Protein methylation is a type of post-translational modification that frequently occurs on specific methylated amino acids, notably arginine methylation and lysine methylation. This modification involves the addition of one or more methyl groups to the side chains of amino acids within a protein, which influences the protein's function and interaction with other molecules. Protein methylation is often catalyzed by specific enzymes that utilize S-Adenosylmethionine (SAM) as a methyl donor. For instance, at the lysine (Lys) site, the ε-amino group of Lys can undergo mono-, di-, or trimethylation catalyzed by lysine methyltransferases (KMTs). Meanwhile, arginine methylation occurs on arginine (Arg) residues, where protein Arg methyltransferases (PRMTs) can facilitate mono-, symmetric di-, or asymmetric di-methylation, also in a SAM-dependent manner.
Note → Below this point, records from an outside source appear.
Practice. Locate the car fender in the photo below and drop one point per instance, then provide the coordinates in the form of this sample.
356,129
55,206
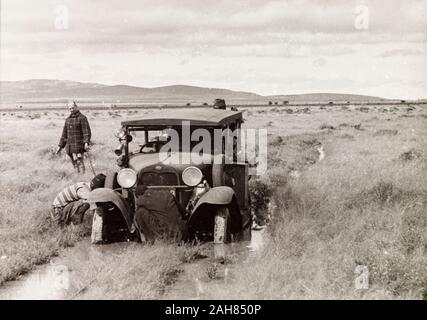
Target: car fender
101,195
218,195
Figure 1. Chemical structures of six distinct methylated modification on Arg or Lys residues.
Protein methylation is significant in both histone and non-histone proteins, such as transcription factors, affecting various epigenetic and cellular processes. In histones, methylation, along with DNA methylation, constitutes an important epigenetic regulatory mechanism that influences gene expression. Additionally, protein methylation plays critical roles in cellular activities, including signal transduction, transcriptional regulation, DNA repair, gene activation, gene repression, RNA processing, and protein stability. The disruption or deregulation of amino acid methylation has been implicated in several human diseases, such as metabolic, neurodegenerative, and muscular disorders, underscoring the necessity of understanding methylation mechanisms to advance treatments.
However, global profiling of methylated sites within cells remains a challenging task. Key difficulties include the low abundance and low stoichiometry of methylated proteins, the lack of effective biochemical techniques for enriching methylated peptides, and the complication of isobaric amino acid substitutions that resemble methylation. Therefore, gaining deeper insights into protein methylation is essential to unravel complex biological processes and improve therapeutic approaches.
Our Methyl-proteomics Service
Creative Proteomics has established advanced strategies for highly specific enrichment of methyl (Lysine)-peptides or methyl (Arginine)-peptides, along with a sensitive HPLC-MS/MS pipeline capable of analyzing various types of methylation in both eukaryotic and prokaryotic organisms. In addition, the methyl-proteomics service protocol has been optimized, facilitating a more efficient and precise site mapping for methyl-sites. Classically, the workflow of this service includes protein isolation from biological samples, proteolytic digestion into peptides, methyl-peptide enrichment utilizing immunoaffinity, hydrophilic interaction chromatography (HILIC), or Strong Cation exchange (SCX), identification of methylation sites, and comprehensive quantification of relative abundance changes for methylation sites. Additionally, the application of LC-MS/MS analysis can be complemented by incorporating iTRAQ/TMT labeling or SILAC labeling techniques to enhance the precision of relative quantitation between samples.
Figure 2. General Workflow for Methyl-proteomics Analysis.
Technological Superiority
- Professional detection and analysis capability: Experienced PTM research team, strict quality control system, together with ultra-high resolution detection system and professional data pre-processing and analysis capability, ensure reliable and accurate data.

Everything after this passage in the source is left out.